Shares of General Mills, the maker of Cheerios and other popular breakfast cereals, are taking a hit after the company lowered its sales guidance for the fiscal year. Despite posting fiscal second-quarter adjusted earnings of $1.25 per share, surpassing both the previous year's quarter and Wall Street's expectations, the net sales of $5.14 billion fell short of projections.
In a press release, General Mills Chairman and CEO Jeff Harmening acknowledged the slower-than-expected volume recovery in the second quarter, acknowledging the continued challenging consumer landscape. However, he highlighted that the company still achieved bottom-line growth due to strong holistic margin management cost savings.

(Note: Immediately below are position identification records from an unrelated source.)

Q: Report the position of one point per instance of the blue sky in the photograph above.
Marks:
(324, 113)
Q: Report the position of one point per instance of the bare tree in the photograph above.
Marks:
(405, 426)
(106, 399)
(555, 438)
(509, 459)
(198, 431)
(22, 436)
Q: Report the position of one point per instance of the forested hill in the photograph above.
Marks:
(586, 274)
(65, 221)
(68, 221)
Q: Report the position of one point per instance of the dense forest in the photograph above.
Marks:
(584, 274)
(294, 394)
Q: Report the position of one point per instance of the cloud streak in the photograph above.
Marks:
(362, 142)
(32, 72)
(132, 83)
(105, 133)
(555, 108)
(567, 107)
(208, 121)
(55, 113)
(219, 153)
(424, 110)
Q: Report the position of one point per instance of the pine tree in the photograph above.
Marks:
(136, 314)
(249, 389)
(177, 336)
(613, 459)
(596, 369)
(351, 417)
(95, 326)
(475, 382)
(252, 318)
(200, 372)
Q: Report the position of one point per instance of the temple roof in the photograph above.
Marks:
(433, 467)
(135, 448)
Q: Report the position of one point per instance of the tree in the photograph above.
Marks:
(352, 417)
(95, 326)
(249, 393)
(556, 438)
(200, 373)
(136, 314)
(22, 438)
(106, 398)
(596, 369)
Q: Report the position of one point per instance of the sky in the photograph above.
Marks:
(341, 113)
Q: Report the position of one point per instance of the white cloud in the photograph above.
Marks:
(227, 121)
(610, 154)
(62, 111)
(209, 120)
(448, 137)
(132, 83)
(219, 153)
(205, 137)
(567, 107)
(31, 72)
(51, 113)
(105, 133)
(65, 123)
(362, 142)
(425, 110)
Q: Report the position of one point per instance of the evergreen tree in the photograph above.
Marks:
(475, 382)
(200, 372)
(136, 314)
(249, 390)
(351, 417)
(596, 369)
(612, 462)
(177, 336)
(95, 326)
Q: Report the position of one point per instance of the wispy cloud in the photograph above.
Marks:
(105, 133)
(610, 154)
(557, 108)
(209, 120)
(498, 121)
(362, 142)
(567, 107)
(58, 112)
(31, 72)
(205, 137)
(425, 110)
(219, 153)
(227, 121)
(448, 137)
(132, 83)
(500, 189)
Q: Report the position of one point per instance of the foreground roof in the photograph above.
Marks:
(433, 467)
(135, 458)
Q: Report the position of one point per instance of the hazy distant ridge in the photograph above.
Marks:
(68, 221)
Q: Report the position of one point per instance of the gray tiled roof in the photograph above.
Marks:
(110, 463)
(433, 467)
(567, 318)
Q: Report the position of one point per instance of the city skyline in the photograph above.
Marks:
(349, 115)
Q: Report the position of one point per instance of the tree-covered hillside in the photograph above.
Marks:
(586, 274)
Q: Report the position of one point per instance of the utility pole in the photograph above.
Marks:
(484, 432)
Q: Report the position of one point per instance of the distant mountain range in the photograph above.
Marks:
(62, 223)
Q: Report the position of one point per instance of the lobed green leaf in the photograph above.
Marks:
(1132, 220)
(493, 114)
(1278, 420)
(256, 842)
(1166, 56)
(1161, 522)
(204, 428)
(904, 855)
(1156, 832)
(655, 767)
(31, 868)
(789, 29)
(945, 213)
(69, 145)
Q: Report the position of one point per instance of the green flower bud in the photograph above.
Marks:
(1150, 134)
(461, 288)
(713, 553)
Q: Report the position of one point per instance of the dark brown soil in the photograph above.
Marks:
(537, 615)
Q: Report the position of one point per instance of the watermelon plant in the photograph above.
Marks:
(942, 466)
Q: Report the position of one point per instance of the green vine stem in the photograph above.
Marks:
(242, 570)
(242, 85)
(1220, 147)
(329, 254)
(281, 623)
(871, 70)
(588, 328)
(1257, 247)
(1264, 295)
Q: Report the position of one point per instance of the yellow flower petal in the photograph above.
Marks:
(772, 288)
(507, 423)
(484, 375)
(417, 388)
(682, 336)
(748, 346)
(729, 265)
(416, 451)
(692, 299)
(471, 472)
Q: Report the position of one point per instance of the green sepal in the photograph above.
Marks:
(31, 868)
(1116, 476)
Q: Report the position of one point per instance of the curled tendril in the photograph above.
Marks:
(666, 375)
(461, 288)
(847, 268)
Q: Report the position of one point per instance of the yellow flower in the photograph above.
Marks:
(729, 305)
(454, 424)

As a result of the sluggish volume recovery, General Mills has revised down its fiscal-year guidance. Instead of the previously predicted 3% to 4% growth, the company now expects organic net sales to range between a 1% decrease and flat. This adjustment reflects the slower volume recovery anticipated for fiscal 2024.
Furthermore, adjusted operating profit and adjusted diluted earnings per share are forecasted to rise by 4% to 5% in constant currency, which is narrower compared to the earlier estimate of 4% to 6% growth. This revision is in line with the impact of lower organic sales growth.
Following this announcement, General Mills stock fell 2.3% to $65.21 in premarket trading. Year-to-date, the shares have already lost 20%.